CVE-2021-30807 Zero-Day Exploited in the Wild
Known as CVE-2021-30807, the flaw is a memory corruption issue located in the IOMobileFrameBuffer component, a kernel extension that manages the screen framebuffer which exists in both iOS and macOS. Shortly said, the zero-day bug could be abused to execute arbitrary code with kernel privileges. The issue has been fixed according to the specific device platform.
Apple released three updates, iOS 14.7., iPadOS 14.7.1 and macOS Big Sur 11.5.1 to patch the vulnerability on each of the platforms Monday.
According to Vulnerability Database, “a vulnerability was found in Apple iOS and iPadOS.” Rated as critical, the flaw could cause memory corruption, and in terms of impact, it could affect confidentiality, integrity, and availability.
As a result of the flaw, an application may be able to execute arbitrary code with kernel privileges.

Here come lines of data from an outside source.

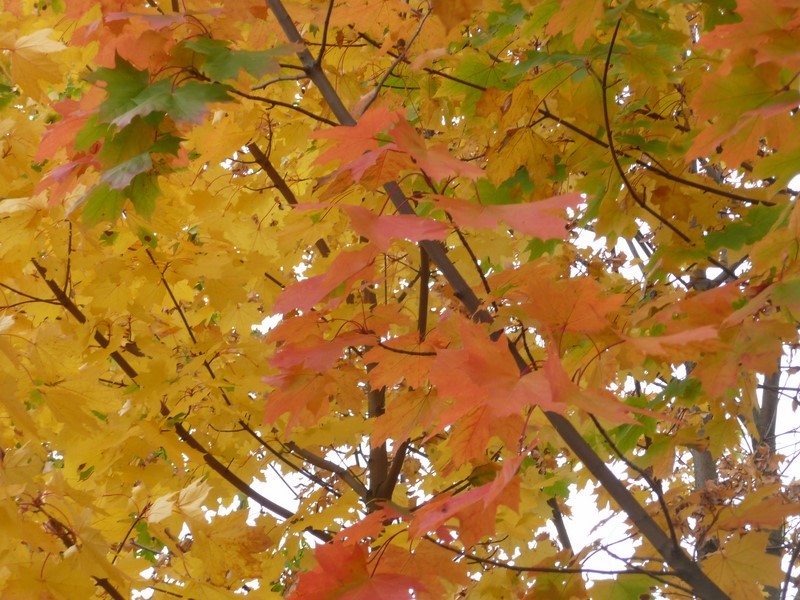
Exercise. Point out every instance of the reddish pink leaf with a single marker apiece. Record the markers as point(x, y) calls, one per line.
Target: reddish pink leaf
point(437, 162)
point(305, 294)
point(544, 219)
point(475, 509)
point(661, 345)
point(381, 229)
point(342, 572)
point(356, 140)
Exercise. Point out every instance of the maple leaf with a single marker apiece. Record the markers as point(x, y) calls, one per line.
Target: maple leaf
point(482, 374)
point(358, 139)
point(341, 572)
point(544, 219)
point(742, 564)
point(305, 294)
point(475, 509)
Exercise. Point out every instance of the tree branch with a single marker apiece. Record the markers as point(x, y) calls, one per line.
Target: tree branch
point(687, 570)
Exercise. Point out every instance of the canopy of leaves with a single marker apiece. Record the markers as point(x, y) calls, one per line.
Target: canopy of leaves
point(403, 193)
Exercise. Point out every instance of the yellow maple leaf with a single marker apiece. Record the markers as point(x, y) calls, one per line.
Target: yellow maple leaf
point(742, 566)
point(32, 69)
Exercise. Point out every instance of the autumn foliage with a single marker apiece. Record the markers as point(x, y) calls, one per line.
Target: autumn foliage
point(502, 250)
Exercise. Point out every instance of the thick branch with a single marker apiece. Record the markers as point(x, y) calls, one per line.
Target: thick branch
point(686, 569)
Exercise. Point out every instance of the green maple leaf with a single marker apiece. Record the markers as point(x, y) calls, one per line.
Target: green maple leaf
point(222, 63)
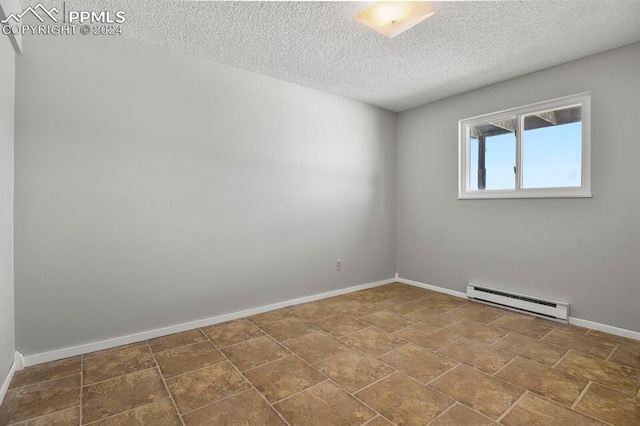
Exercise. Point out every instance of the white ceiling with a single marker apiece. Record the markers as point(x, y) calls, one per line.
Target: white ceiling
point(465, 45)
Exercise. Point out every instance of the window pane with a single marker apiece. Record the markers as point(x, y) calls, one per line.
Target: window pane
point(552, 149)
point(492, 155)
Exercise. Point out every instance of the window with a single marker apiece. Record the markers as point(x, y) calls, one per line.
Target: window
point(536, 151)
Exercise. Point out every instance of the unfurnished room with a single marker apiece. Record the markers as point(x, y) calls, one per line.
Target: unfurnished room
point(299, 213)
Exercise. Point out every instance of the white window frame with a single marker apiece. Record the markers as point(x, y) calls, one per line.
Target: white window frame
point(464, 151)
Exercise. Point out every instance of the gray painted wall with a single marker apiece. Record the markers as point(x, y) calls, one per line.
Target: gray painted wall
point(583, 251)
point(154, 189)
point(7, 79)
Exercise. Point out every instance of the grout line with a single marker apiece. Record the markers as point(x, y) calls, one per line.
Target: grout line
point(166, 386)
point(80, 413)
point(45, 381)
point(270, 362)
point(443, 413)
point(575, 411)
point(353, 332)
point(503, 337)
point(512, 406)
point(124, 412)
point(561, 358)
point(177, 347)
point(251, 384)
point(581, 394)
point(436, 378)
point(119, 377)
point(39, 416)
point(447, 345)
point(545, 335)
point(509, 362)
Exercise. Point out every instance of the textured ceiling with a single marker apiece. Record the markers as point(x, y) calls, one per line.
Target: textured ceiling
point(465, 45)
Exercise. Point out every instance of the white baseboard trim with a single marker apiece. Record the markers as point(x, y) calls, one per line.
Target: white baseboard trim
point(433, 287)
point(15, 366)
point(623, 332)
point(18, 360)
point(159, 332)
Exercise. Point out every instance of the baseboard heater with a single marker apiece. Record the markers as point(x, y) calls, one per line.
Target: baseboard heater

Apple hasn’t released any detailed technical description, to limit the possibility of the zero-day’s weaponization. Furthermore, there are indications CVE-2021-30807 may have been utilized in attacks in the wild. This is also the 13th zero-fay issue Apple has fixed so far in 2021.
Previous zero-days include CVE-2021-1782, CVE-2021-1870, and CVE-2021-1871 in iOS and iPadOS; CVE-2021-30657 in macOS which was exploited by the Shlayer malware; CVE-2021-30737, CVE-2021-30761, CVE-2021-30762 in iOS.
Apparently, there’s an available proof-of-concept exploit code in the wild, so applying the urgent patch against CVE-2021-30807 is highly advisable.